Il Ministro della sanita', avvalendosi dell'Agenzia per i servizi sanitari regionali, promuove forme di collaborazione e linee guida comuni in funzione dell'applicazione coordinata del Piano sanitario nazionale e della normativa di settore, salva l'autonoma determinazione regionale in ordine al loro recepimento.
La mancanza del Piano sanitario regionale non comporta l'inapplicabilita' delle disposizioni del Piano sanitario nazionale.
Trascorso un anno dalla data di entrata in vigore del Piano sanitario nazionale senza che la regione abbia adottato il Piano sanitario regionale, alla regione non e' consentito l'accreditamento di nuove strutture. Il Ministro della sanita', sentita la regione interessata, fissa un termine non inferiore a tre mesi per provvedervi. Decorso inutilmente tale termine, il Consiglio dei ministri, su proposta del Ministro della sanita', sentita l'Agenzia per i servizi sanitari regionali, d'intesa con la Conferenza permanente per i rapporti tra lo Stato, le regioni e le province autonome, adotta gli atti necessari per dare attuazione nella regione al Piano sanitario nazionale, anche mediante la nomina di commissari ad acta.

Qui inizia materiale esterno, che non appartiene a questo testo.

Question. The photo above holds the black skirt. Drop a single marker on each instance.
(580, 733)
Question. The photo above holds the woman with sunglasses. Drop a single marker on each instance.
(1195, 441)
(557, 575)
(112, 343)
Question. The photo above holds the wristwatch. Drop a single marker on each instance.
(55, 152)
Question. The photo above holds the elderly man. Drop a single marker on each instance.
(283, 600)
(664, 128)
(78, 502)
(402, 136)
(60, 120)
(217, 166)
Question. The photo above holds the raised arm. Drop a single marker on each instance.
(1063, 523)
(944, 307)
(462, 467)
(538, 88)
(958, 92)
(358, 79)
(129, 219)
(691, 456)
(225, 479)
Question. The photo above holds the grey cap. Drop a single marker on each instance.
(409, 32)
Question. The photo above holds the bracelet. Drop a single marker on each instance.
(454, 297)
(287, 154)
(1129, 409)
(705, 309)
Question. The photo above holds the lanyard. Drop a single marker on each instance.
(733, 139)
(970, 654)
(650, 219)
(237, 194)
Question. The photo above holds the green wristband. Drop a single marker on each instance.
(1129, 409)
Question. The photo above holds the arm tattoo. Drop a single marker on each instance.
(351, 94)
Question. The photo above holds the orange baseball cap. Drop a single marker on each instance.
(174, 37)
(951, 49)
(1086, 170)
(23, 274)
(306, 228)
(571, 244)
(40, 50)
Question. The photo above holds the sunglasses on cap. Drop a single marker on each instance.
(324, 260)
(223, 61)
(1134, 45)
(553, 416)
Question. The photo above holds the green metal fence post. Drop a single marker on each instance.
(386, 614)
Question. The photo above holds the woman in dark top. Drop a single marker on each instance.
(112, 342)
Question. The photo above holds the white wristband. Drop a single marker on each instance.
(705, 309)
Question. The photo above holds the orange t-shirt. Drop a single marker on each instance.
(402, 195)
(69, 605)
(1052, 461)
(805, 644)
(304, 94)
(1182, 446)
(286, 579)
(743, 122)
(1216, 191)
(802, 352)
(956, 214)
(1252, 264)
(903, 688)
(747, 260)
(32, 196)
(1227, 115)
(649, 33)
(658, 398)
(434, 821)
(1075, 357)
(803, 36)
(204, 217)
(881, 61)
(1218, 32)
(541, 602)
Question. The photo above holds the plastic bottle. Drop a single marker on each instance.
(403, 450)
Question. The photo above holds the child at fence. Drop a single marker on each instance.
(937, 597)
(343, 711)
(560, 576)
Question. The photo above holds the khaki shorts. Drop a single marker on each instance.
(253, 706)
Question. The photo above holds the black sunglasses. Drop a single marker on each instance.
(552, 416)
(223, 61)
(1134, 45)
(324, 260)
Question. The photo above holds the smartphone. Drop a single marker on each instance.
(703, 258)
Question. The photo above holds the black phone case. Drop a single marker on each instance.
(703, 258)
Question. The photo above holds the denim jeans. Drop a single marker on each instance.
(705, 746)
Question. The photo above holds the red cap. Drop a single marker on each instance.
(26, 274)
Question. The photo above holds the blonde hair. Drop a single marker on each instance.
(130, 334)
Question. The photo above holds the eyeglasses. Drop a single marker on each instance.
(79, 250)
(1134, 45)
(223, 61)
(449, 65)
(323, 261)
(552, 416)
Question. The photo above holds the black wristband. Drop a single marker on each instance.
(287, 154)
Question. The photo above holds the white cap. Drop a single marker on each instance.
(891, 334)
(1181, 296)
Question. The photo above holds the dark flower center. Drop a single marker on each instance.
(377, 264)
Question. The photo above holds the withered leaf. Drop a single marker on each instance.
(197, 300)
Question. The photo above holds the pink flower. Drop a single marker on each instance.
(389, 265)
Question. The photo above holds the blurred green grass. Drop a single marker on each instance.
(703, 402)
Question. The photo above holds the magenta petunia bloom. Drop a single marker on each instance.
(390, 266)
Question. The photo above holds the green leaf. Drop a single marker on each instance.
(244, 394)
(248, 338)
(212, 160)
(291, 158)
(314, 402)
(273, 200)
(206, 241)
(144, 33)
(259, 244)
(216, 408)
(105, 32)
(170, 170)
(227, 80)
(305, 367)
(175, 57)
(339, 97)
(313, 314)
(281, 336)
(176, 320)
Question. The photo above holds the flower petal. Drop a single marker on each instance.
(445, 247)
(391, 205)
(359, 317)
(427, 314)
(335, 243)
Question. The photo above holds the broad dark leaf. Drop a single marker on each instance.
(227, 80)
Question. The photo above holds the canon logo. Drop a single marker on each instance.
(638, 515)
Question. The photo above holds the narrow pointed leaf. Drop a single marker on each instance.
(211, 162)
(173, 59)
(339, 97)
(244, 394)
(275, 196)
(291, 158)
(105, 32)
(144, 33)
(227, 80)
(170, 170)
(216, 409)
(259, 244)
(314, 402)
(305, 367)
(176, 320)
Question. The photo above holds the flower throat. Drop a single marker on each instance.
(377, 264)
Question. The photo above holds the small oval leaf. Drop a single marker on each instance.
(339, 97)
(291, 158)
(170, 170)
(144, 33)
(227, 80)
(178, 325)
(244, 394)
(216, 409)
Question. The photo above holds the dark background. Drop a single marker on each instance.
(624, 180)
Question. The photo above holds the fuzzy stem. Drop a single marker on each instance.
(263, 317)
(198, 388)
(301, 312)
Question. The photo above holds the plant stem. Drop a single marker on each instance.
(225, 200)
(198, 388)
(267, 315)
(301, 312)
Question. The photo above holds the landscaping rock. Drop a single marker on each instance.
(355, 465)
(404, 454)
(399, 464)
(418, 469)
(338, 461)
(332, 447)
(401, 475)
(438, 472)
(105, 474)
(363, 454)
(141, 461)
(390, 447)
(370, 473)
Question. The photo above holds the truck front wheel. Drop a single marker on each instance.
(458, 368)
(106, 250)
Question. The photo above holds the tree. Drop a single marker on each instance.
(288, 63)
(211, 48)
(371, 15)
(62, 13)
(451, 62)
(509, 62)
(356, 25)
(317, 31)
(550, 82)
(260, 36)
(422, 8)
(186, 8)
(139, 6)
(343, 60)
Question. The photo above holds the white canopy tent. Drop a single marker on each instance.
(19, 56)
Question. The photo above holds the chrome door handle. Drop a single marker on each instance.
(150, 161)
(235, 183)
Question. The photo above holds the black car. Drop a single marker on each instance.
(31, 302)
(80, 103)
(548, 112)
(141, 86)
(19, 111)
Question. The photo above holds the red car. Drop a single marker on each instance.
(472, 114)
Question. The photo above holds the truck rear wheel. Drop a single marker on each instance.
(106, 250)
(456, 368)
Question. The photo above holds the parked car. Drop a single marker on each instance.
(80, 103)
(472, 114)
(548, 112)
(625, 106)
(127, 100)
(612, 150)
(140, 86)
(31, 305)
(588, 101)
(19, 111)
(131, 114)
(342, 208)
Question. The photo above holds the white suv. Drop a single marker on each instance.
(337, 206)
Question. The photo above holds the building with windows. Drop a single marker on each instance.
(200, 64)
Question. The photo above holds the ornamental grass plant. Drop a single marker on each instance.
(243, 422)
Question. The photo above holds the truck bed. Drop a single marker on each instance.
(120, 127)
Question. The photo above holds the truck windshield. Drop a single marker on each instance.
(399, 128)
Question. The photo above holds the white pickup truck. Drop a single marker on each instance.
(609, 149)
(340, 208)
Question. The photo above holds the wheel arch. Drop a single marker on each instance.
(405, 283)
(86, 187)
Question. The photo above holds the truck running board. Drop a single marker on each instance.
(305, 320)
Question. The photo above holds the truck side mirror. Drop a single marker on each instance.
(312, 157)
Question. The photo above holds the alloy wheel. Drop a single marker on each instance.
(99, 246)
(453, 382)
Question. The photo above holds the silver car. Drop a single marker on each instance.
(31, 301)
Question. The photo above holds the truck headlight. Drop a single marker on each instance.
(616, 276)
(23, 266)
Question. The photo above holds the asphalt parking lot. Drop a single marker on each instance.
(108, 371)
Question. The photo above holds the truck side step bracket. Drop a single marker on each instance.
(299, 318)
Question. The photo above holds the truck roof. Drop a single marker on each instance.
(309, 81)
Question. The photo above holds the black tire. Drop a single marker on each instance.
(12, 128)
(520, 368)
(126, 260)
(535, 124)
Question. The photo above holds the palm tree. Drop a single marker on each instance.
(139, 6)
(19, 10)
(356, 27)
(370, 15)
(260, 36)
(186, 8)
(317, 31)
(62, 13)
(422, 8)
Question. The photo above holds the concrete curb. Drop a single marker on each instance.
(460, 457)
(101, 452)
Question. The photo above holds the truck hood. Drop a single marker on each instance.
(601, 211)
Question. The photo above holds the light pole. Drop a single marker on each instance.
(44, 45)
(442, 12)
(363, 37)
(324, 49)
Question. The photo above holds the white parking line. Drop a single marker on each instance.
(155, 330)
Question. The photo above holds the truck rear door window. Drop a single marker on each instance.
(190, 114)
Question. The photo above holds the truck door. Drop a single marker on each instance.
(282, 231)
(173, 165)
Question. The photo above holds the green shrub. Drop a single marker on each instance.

Le istituzioni e gli organismi a scopo non lucrativo concorrono, con le istituzioni pubbliche e quelle equiparate di cui all'articolo 4, comma 12, alla realizzazione dei doveri costituzionali di solidarieta', dando attuazione al pluralismo etico- culturale dei servizi alla persona. Esclusivamente ai fini del presente decreto sono da considerarsi a scopo non lucrativo le istituzioni che svolgono attivita' nel settore dell'assistenza sanitaria e socio-sanitaria, qualora ottemperino a quanto previsto dalle disposizioni di cui all'articolo 10, comma 1, lettere d), e), f) g), e h), e comma 6 del decreto legislativo 4 dicembre 1997, n. 460; resta fermo quanto disposto dall'articolo 10, comma 7, del medesimo decreto. L'attribuzione della predetta qualifica non comporta il godimento dei benefici fiscali previsti in favore delle organizzazioni non lucrative di utilita' sociale dal decreto legislativo 4 dicembre 1997, n. 460. Le attivita' e le funzioni assistenziali delle strutture equiparate di cui al citato articolo 4, comma 12, con oneri a carico del Servizio sanitario nazionale, sono esercitate esclusivamente nei limiti di quanto stabilito negli specifici accordi di cui all'articolo 8-quinquies.